Having a surplus of creative ideas to solve a workplace challenge or develop a new product or service may seem like a good thing (it’s certainly preferable to having zero ideas), but you need to consider that not all ideas are created equal and only a few will make it through to execution. Here are five things to take into account when selecting the best ideas to take forward:
A quick-win is something small and obvious to do that is a no-regrets action. You don’t want to prioritise quick wins, you want to focus on “win quicklies”. These are ideas that can be implemented rapidly and that will test, or prove, an interesting aspect of something with greater potential.
Small win quicklies can often be more valuable than bigger ideas because (a) they help minimise risk for the team implementing it, and (b) help you to see results sooner. Many organisations like to see how a win quickly proves that something much larger has the potential for success and value.
A simple tool
A win quickly matrix can help you to compare ideas and identify the ones to progress. This two-by-two matrix measures how easy an idea is to deliver on the horizontal axis and how well the idea will prove something on the vertical axis. Ideas that are hard to do and have a low ability as proof points will be in the lower-left quadrant, while those that are easy to implement and will readily prove something are in the top-right quadrant.
To begin, place one of your ideas at the centre of the matrix, and then compare the position of the others as you add them relative to this first idea. Add around ten ideas onto the matrix, all of which should be relatively quick to deliver.

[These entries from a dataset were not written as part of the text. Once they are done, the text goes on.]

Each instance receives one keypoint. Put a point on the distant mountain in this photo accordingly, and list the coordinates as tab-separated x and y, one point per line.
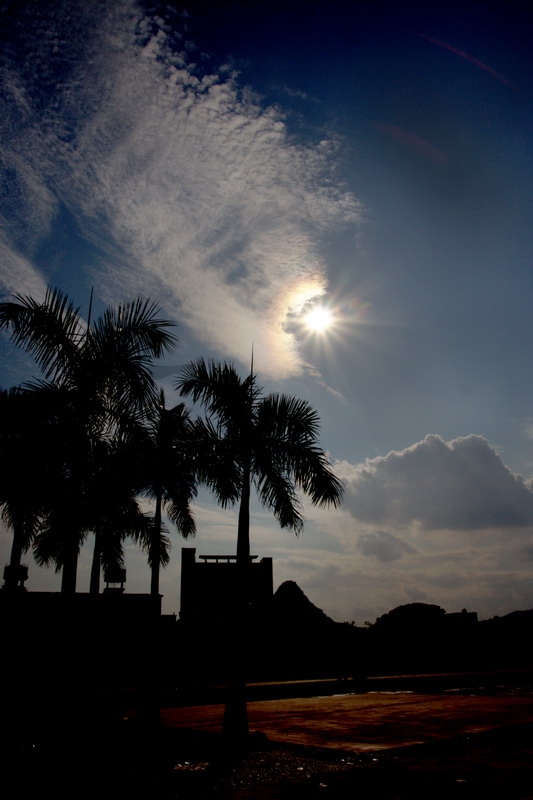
291	607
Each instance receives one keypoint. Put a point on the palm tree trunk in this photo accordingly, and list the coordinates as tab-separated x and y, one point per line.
154	549
94	586
11	582
243	529
235	723
70	565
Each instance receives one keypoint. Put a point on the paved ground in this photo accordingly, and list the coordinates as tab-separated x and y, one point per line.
366	722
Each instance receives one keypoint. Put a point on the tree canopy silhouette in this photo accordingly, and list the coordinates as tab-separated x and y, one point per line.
100	373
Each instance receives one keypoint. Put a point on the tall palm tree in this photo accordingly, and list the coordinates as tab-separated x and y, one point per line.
24	446
103	368
270	442
167	475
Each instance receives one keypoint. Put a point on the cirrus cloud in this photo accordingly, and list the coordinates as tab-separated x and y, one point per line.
190	185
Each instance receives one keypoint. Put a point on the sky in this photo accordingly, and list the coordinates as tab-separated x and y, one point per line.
241	163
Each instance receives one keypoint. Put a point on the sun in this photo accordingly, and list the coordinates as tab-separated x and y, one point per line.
319	319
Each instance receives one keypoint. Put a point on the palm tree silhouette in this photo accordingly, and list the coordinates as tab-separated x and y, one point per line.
101	373
24	449
270	441
163	451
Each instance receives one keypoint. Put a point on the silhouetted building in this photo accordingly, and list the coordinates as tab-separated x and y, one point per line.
211	587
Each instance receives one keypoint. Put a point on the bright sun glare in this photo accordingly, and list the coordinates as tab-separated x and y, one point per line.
319	319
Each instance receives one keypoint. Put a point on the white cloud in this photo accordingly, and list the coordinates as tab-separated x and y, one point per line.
17	274
212	203
457	485
383	545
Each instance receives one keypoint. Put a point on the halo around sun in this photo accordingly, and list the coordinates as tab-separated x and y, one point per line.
319	319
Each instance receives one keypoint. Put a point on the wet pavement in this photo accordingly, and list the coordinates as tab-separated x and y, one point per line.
367	722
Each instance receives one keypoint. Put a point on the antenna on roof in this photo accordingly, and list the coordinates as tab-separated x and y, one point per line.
90	309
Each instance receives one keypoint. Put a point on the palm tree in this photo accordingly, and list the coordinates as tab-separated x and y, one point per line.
23	447
271	442
167	475
101	371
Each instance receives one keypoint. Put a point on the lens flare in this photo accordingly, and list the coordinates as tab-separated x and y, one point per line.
318	319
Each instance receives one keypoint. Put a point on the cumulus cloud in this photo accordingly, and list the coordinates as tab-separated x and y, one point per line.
200	188
457	485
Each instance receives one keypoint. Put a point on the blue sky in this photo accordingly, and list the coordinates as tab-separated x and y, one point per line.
240	163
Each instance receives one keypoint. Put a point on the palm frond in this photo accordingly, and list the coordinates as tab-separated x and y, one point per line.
50	331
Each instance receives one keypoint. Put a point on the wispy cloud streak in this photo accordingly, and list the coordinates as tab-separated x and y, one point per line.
193	186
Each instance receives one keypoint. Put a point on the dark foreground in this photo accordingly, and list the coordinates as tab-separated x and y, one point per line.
470	746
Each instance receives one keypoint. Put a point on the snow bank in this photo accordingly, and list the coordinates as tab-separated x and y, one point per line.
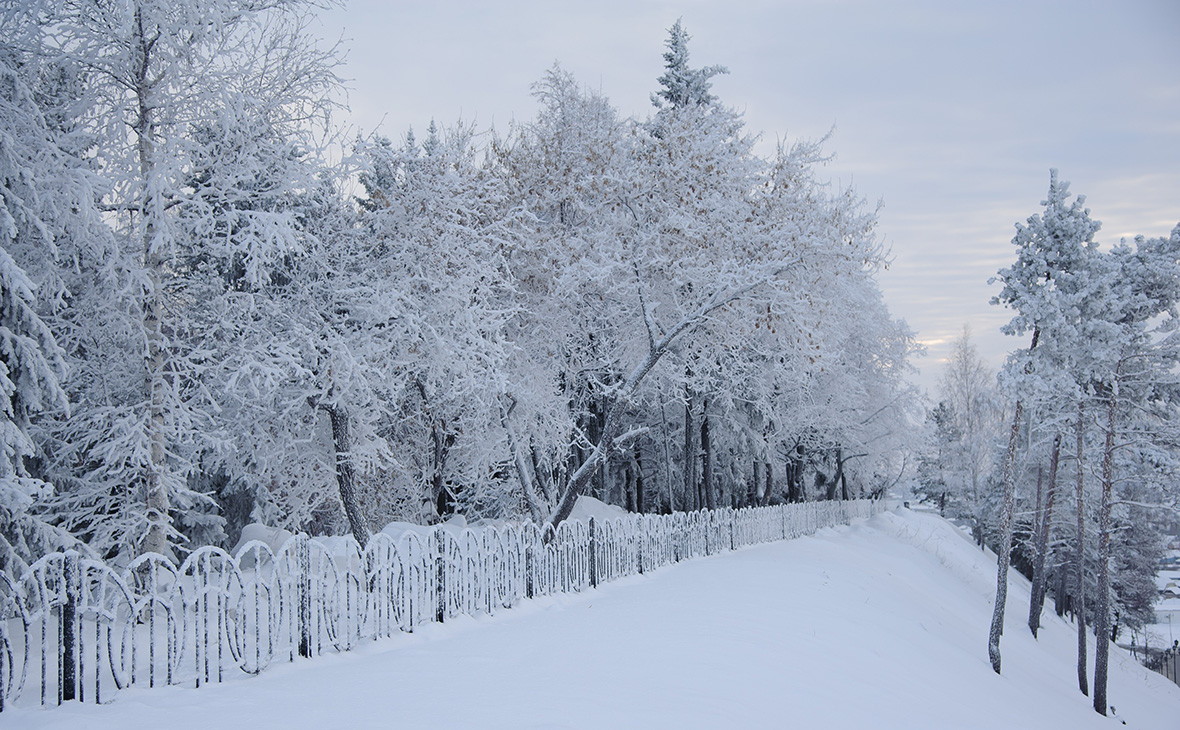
879	625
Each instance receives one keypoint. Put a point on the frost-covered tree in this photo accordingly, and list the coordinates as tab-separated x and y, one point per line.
967	426
1046	288
1133	355
178	94
431	211
47	219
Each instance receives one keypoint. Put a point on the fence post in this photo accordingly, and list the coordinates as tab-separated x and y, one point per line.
594	554
71	579
440	574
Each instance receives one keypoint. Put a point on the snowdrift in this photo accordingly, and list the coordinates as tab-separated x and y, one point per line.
878	625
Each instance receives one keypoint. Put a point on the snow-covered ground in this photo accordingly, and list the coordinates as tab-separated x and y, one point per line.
878	625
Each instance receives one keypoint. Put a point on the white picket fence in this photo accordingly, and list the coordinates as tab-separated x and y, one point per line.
74	629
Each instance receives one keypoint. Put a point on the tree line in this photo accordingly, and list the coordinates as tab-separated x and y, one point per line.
1092	400
207	322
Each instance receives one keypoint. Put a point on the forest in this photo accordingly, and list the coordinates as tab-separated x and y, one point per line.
216	311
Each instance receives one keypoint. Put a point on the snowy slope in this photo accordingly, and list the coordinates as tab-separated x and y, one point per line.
878	625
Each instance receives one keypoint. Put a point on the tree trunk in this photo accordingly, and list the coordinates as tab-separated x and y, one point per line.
441	445
638	481
1102	600
346	478
1079	606
523	468
707	460
689	453
1042	539
156	376
1004	550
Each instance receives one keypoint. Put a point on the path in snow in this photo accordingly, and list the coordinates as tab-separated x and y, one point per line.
877	625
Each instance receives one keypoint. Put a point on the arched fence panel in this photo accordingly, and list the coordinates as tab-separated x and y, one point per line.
74	629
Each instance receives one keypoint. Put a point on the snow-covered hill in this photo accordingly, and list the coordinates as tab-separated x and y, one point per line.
878	625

Ideas in the top-right quadrant that have a high impact and are easy to do are the ones that will be most appealing. But ideas that have a high impact and are hard to do (the top-left quadrant) may also be worth considering. Ideas in the lower half of the matrix will have a lower impact, so you may not want to consider these at all.
Take another look
There will be ideas that are deemed not good enough to be on your win quickly matrix. These ideas, together with the ideas you placed on the lower half of the matrix, may still have value for you. While these ideas may not be strong enough to stand on their own in their current form, if you combine several of them together (perhaps re-shaping them), then there may be value in them you hadn’t noticed earlier.
Perhaps two or three different ideas can merge and integrate to become something that’s much more interesting. Or maybe bring two ideas together sparks a completely new idea.

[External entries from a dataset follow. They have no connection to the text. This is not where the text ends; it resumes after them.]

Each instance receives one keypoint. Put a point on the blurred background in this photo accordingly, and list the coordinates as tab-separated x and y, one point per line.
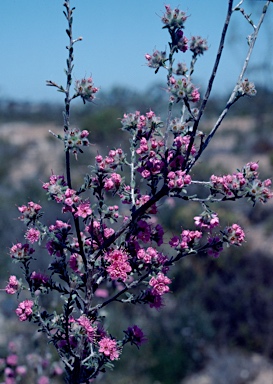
217	326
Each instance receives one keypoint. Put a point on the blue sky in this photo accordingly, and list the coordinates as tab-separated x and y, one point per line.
116	36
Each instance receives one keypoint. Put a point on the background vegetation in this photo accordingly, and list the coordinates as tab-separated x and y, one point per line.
217	304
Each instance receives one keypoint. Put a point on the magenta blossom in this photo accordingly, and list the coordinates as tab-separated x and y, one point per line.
109	348
12	286
24	310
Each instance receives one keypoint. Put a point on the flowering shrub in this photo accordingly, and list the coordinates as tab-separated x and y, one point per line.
102	252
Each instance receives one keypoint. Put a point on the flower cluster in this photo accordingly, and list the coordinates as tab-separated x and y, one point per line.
198	45
30	212
13	285
19	367
181	42
183	89
85	89
156	60
188	240
234	235
21	252
177	179
244	183
109	348
173	18
246	88
24	310
107	248
159	284
118	267
207	219
75	138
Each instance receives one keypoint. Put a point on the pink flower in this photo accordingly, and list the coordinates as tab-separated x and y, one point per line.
207	220
85	323
13	285
178	179
119	266
159	284
21	251
83	210
12	360
234	234
32	235
101	293
43	380
135	335
109	348
24	310
76	263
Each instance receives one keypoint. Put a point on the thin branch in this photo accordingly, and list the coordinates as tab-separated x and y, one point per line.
234	95
210	84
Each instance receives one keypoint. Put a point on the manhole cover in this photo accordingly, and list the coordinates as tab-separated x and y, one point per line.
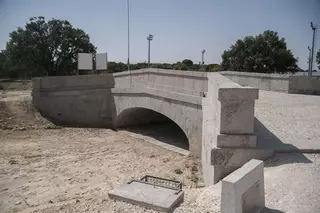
151	192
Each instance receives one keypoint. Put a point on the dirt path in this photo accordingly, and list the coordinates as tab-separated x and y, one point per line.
71	170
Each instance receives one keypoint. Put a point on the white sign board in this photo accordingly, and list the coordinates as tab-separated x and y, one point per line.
85	61
101	61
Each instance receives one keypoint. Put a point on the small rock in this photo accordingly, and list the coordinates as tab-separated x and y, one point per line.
12	161
18	202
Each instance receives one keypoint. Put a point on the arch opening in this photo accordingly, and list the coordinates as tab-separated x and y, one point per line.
151	124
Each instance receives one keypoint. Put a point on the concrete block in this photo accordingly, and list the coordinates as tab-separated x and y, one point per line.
231	92
237	117
149	196
236	141
243	190
237	157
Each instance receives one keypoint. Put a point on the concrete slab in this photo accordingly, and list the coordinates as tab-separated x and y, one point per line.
243	190
149	196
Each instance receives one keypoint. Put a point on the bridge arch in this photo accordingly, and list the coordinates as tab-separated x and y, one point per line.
187	116
139	116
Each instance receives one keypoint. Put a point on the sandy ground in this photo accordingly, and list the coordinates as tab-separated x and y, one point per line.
72	170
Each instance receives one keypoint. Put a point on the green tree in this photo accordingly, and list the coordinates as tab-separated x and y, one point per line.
46	48
265	53
318	59
187	62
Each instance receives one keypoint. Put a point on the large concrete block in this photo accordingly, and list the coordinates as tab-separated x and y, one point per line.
237	157
237	109
236	141
237	117
150	196
243	190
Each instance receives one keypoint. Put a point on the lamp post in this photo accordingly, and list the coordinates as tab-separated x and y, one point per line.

Sometimes it’s difficult to carry several ideas in your mind at the same time. A useful exercise to help you to integrate ideas is to write each one on a sticky-note and then pair them up in different ways to see what new thoughts are triggered by each distinct combination of stickies. If you feel the need to write extra stickies to bring into the mix, then do whatever helps you with your thinking. It’s never too late for more new ideas that add value to address your big issue.
Seek other visions
It’s important to remember that no matter how pleased you are with your ideas, you’ve only addressed it from one viewpoint: yours. Other viewpoints may differ from yours, and you need to consider whether your proposed solution should incorporate these differing perspectives. So, take your ideas for a test drive to see what other people think of them; they may have experience and knowledge to help you build on your ideas.
The aim is to fashion your ideas into elegant and pragmatic solutions, and others can help with this. Always consider a potential solution as a work-in-progress at this stage, and not as a take-it-or-leave-it idea. Be open to being told why your idea may be difficult to put into practice but do ask for ways to overcome the problem being brought up, and then incorporate those suggestions.
Flexible solutions are easier to sell
Remember that a senior person is likely to have more knowledge than you of activities underway in your organisation that your proposal needs to align with. So be flexible. Sell your proposal as an adaptable solution they can support, shape, and benefit from. Explain how you’ve engaged others in your thinking, as this helps show you as a team player and how your thinking has been validated by relevant people.
Present your concept as one that can be directed and shaped – how it gets amended as it progresses is immaterial. You can’t know or control these elements, however, it’s still your idea being discussed – and ultimately implemented.
Using visuals and words that encourage different interpretations through ambiguity can be helpful. Similarly, you can offer a range of options for any solution to encourage alternate thinking about how your concept might ultimately look. Allowing stakeholders to suggest changes, or ways to implement it, shows interest from them, and helps you gain buy-in for your proposal.